The system, which is named “InControl,” works with a readily available blood-glucose sensor. This is about the size of a flash drive and can be worn in any of part of the body-- such as an arm, leg, or the abdomen. Every five minutes, the sensor reads blood-glucose levels and wirelessly reports the results to a specially designed app on a nearby android smartphone.

The app’s algorithm analyses the data and wirelessly controls a discreet, wearable insulin pump, which can be hooked to a belt or other piece of clothing. The pump has a very fine needle that delivers the required amount of insulin into the blood stream.  As people with the artificial pancreas can likewise access assistance through telemedicine, confidence on the use of this app will not be an issue.

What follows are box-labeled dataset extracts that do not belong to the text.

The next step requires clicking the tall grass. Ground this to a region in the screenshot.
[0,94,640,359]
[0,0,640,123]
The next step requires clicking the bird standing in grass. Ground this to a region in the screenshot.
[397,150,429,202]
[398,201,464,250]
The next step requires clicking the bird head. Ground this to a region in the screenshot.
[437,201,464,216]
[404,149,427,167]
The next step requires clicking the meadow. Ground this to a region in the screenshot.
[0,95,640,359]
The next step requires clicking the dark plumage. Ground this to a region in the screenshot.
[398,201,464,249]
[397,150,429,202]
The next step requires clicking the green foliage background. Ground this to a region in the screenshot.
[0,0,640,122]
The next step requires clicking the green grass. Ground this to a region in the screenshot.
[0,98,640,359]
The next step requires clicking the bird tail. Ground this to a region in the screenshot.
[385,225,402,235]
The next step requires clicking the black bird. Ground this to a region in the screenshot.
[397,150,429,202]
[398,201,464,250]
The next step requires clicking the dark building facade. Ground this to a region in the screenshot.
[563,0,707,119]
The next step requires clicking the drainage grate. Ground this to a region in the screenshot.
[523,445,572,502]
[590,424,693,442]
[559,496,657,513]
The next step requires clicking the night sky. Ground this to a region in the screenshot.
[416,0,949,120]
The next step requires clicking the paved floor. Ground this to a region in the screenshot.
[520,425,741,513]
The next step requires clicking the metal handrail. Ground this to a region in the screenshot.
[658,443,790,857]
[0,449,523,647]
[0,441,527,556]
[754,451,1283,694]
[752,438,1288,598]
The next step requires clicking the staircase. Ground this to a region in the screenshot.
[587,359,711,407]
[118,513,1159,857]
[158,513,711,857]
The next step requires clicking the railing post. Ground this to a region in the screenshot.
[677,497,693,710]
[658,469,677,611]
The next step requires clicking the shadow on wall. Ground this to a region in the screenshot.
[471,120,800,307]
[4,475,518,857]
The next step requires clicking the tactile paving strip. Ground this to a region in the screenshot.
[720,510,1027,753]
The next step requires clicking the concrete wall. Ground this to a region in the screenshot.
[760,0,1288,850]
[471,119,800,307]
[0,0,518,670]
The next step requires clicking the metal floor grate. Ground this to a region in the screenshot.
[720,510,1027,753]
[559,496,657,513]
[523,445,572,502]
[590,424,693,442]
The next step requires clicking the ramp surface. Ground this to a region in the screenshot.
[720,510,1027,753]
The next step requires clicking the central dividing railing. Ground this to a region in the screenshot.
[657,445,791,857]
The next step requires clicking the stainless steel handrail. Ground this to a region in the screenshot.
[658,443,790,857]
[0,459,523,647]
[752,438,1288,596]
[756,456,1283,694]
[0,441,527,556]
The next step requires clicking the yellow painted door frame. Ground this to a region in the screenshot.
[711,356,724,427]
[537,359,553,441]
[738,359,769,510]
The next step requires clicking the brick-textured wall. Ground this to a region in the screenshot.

UVA reports that the researchers are gearing up for two final stages of trials, designed in collaboration with the Food and Drug Administration. These trials will take place at nine locations in the U.S and Europe. Funds amounting to more than $12.6 million were granted to the National Institute of Diabetes and Digestive and Kidney Diseases of the National Institutes of Health to support the study. The first phase, which has been identified as the International Diabetes Closed-Loop trial, will test the system developed by Dr. Kovatchev’s team, current director of the UVA Center for Diabetes Technology. TypeZero Technologies, a startup company in Charlottesville that has licensed the UVA system, and further refined the system for clinical use, will collect further safety and efficacy data on Kovatchev’s original design and algorithm from 240 patients. Once the first phase of the testing is concluded, 180 of the 240 patients will continue with another test, this time using Doyle's improved algorithm. Each test will be conducted within a six-month period.

If the so-called artificial pancreas system performs in patients as hoped, it could lead to commercial trials as well as a possible regulatory approval in the locally and abroad. The researchers anticipate having the trials completed in four years.